The Colorado Public Utilities Commission apparently isn’t buying a plan by AT&T, WorldCom, Sprint, Qwest and 27 local independent phone companies to reduce intrastate access charges while adding a new monthly fee to local telephone bills.

The PUC ruled that the proposal to lower per-minute access charges to long-distance companies and make up the revenue with a $1.47 per month fee on all local telephone lines was a violation of the residential rate cap under current Colorado telecommunications law.

The rate cap prohibits local residential telephone rates from rising, except in certain circumstances, above levels in place at the time Colorado's law opening the local market to competition was passed in 1995.

The PUC said the proposed monthly fee amounted to a shift in the payment of access charges from long-distance companies to customers and was a violation of the rate cap.

FTC Rejects Calls to Fight Email Spam

The FTC in February denied a joint petition filed by the Telecommunications Research & Action Center (TRAC), the National Consumers League (NCL) and Consumer Action to curb the scourge of spam email.
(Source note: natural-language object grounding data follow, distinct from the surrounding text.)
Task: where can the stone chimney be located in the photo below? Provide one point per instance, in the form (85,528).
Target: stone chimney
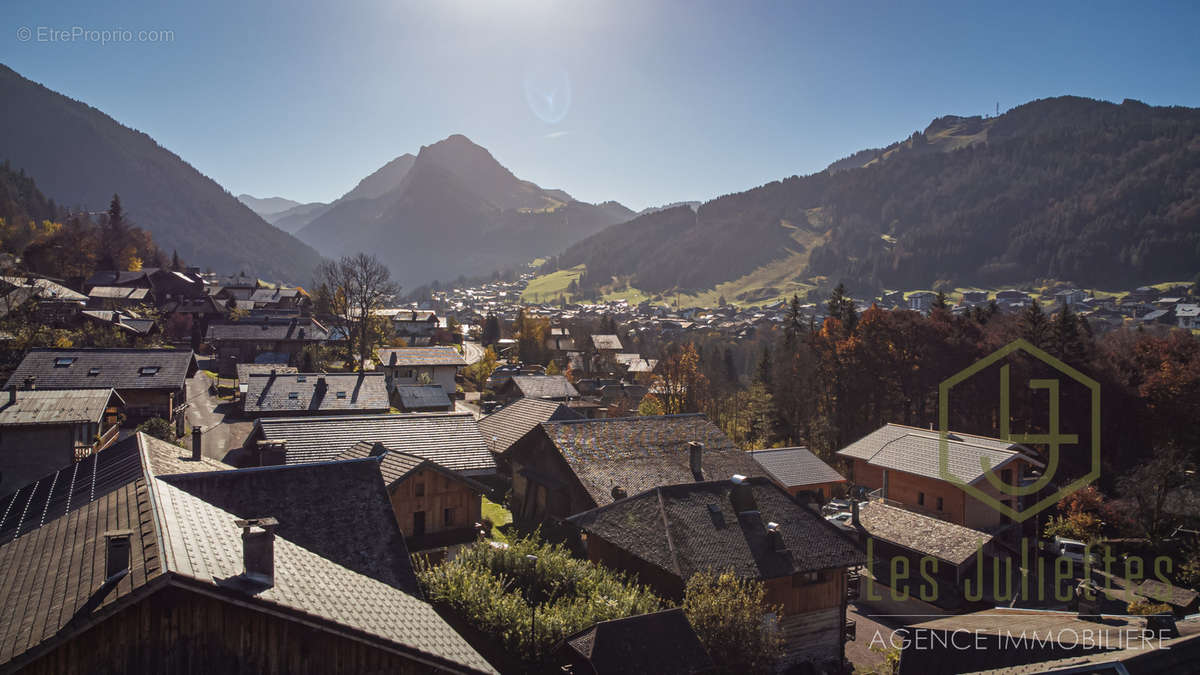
(695,454)
(742,495)
(775,537)
(117,551)
(258,548)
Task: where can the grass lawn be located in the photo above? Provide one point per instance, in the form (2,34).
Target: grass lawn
(498,515)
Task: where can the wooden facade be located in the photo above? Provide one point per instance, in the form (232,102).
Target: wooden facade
(939,499)
(180,631)
(433,506)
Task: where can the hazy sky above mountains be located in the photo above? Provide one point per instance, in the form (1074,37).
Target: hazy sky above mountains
(643,102)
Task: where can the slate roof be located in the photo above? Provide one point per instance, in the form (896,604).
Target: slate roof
(412,357)
(246,369)
(418,396)
(357,530)
(690,527)
(117,369)
(640,453)
(45,288)
(606,342)
(917,451)
(451,440)
(793,467)
(545,387)
(509,424)
(269,330)
(51,572)
(396,466)
(663,643)
(119,292)
(63,406)
(304,393)
(925,535)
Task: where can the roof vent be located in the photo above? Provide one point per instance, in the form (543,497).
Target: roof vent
(258,548)
(117,553)
(742,495)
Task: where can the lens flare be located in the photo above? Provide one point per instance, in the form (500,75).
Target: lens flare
(549,93)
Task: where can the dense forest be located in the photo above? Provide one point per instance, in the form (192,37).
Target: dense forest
(1086,191)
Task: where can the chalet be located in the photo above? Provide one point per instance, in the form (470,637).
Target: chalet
(505,426)
(315,393)
(453,440)
(569,466)
(244,341)
(118,297)
(151,382)
(797,470)
(1187,316)
(663,643)
(891,532)
(415,323)
(115,568)
(421,398)
(903,464)
(43,430)
(547,387)
(922,300)
(433,506)
(745,525)
(420,365)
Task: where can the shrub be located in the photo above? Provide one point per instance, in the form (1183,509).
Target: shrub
(733,621)
(496,589)
(159,428)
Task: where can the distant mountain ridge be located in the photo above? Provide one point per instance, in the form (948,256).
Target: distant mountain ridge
(1073,189)
(79,156)
(453,209)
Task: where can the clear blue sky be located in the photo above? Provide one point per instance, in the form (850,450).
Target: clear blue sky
(667,101)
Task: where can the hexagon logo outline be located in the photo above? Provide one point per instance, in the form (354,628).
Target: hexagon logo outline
(943,393)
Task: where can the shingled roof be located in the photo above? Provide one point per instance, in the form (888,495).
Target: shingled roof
(63,406)
(268,329)
(509,424)
(661,641)
(52,551)
(357,530)
(451,440)
(115,369)
(315,393)
(917,451)
(639,453)
(796,467)
(413,357)
(545,387)
(930,536)
(694,526)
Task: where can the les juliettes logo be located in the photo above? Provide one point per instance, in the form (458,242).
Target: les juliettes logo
(1054,438)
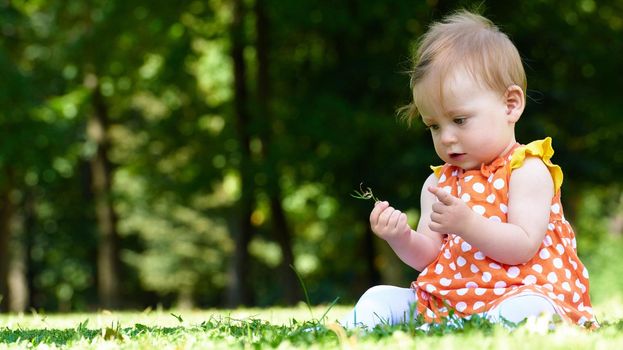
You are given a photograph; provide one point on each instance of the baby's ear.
(515, 102)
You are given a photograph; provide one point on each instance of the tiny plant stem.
(364, 194)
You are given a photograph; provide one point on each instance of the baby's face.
(472, 126)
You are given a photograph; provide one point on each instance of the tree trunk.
(18, 264)
(239, 292)
(101, 177)
(6, 212)
(280, 226)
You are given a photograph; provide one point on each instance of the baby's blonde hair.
(462, 40)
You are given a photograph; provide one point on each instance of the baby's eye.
(432, 127)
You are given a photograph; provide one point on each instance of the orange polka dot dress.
(469, 282)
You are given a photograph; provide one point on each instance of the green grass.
(284, 328)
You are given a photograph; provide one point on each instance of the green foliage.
(336, 74)
(221, 329)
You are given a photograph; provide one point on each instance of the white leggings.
(392, 305)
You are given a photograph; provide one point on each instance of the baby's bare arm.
(415, 248)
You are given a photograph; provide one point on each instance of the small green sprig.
(364, 194)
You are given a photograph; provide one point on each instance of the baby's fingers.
(379, 207)
(443, 196)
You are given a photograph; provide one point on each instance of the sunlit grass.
(297, 327)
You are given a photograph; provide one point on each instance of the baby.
(492, 239)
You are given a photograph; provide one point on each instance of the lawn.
(287, 328)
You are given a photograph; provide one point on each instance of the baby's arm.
(415, 248)
(531, 190)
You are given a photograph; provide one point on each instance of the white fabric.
(394, 305)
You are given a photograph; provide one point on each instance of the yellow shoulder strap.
(542, 149)
(436, 170)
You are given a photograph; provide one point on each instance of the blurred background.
(188, 153)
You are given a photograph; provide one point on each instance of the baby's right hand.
(387, 222)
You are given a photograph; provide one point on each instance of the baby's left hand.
(450, 214)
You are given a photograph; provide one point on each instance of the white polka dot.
(495, 266)
(544, 254)
(486, 276)
(461, 306)
(478, 187)
(491, 198)
(503, 208)
(580, 285)
(530, 279)
(495, 219)
(513, 272)
(471, 284)
(498, 184)
(465, 247)
(499, 291)
(446, 254)
(576, 297)
(479, 209)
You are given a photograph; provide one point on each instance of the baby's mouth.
(456, 155)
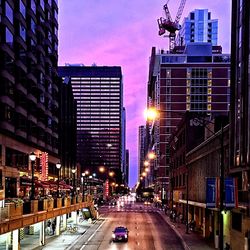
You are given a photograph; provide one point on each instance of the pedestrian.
(48, 227)
(53, 227)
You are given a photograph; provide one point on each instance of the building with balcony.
(193, 78)
(240, 121)
(98, 92)
(67, 122)
(198, 27)
(141, 149)
(29, 93)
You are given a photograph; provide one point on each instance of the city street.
(147, 230)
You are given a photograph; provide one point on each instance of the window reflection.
(22, 8)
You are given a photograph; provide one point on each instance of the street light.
(73, 170)
(58, 166)
(32, 157)
(83, 191)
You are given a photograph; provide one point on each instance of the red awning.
(41, 185)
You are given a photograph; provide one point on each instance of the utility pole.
(187, 204)
(222, 170)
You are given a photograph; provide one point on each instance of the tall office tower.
(29, 91)
(67, 122)
(195, 80)
(198, 27)
(240, 119)
(127, 167)
(124, 144)
(98, 92)
(141, 149)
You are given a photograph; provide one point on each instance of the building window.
(22, 8)
(23, 32)
(42, 4)
(33, 25)
(9, 12)
(8, 37)
(236, 221)
(56, 15)
(33, 6)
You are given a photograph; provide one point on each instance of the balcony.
(41, 124)
(7, 100)
(21, 133)
(32, 118)
(41, 143)
(17, 213)
(21, 111)
(32, 98)
(41, 106)
(32, 138)
(7, 126)
(21, 88)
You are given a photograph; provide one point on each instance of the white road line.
(91, 236)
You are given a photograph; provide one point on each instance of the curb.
(184, 244)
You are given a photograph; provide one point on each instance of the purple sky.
(122, 33)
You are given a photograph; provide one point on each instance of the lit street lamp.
(32, 157)
(73, 170)
(58, 166)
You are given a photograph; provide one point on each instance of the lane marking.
(85, 244)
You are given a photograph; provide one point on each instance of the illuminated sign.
(44, 166)
(106, 192)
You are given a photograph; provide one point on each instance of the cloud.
(122, 32)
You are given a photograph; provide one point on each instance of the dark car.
(120, 234)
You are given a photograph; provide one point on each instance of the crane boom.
(180, 11)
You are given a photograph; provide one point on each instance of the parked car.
(120, 234)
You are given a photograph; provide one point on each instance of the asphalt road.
(147, 230)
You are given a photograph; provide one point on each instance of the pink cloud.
(122, 33)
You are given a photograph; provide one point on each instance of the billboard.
(211, 192)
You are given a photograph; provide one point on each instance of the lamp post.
(58, 166)
(32, 157)
(73, 170)
(83, 179)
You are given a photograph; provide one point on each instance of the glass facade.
(98, 92)
(198, 27)
(9, 12)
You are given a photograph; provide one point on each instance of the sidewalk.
(64, 240)
(190, 241)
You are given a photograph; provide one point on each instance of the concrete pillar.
(58, 225)
(42, 233)
(64, 221)
(8, 240)
(15, 240)
(74, 217)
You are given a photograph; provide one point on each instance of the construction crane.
(167, 24)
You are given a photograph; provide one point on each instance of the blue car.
(120, 234)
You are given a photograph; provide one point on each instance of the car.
(120, 234)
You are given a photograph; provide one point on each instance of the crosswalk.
(140, 209)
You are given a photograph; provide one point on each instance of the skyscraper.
(141, 149)
(240, 120)
(198, 27)
(196, 80)
(98, 92)
(29, 91)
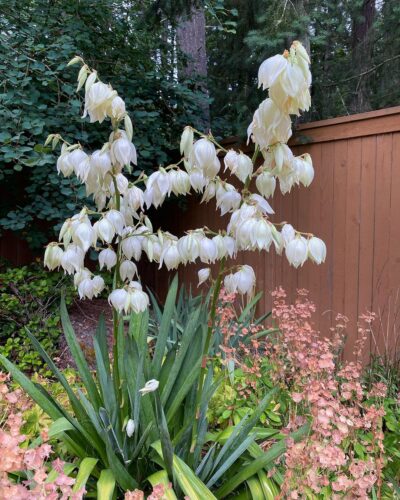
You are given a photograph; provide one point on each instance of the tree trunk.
(362, 45)
(191, 42)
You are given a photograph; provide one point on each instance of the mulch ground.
(84, 315)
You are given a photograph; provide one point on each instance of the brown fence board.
(354, 206)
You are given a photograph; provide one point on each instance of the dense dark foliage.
(354, 47)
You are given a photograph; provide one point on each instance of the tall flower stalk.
(121, 232)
The commission, citing limited time and resources, has decided to maintain its current level of enforcement, while working with the public to explore solutions to the deluge.

“TRAC is disappointed that the FTC rejected our petition, and feels it was within their jurisdiction to take action,” Dirck A. Hargraves, counsel for TRAC, complained in a TRAC release. “We would be pleased if they would take more aggressive enforcement action based on the criteria in our petition.”

The consumer groups had called on the FTC to initiate a rule classifying unsolicited commercial email as an "unfair and deceptive" trade practice under the Federal Trade Act. Additionally, the proposed rule would prohibit email that misrepresents the source, sender, subject, or does not give consumers a reliable opt-out.

The petition asks for an FTC rule that defines unsolicited commercial email as “deceptive and therefore unlawful” if it:

• Misrepresents the sender (in source or routing information)

• Misrepresents the subject or content of the email

• Fails to provide reliable contact information for the real party in interest

• Fails to provide a reliable opt-out system

• Is sent to an individual who has opted out or resigned from a sender's list, or to whom sending unsolicited, commercial email is otherwise prohibited by law.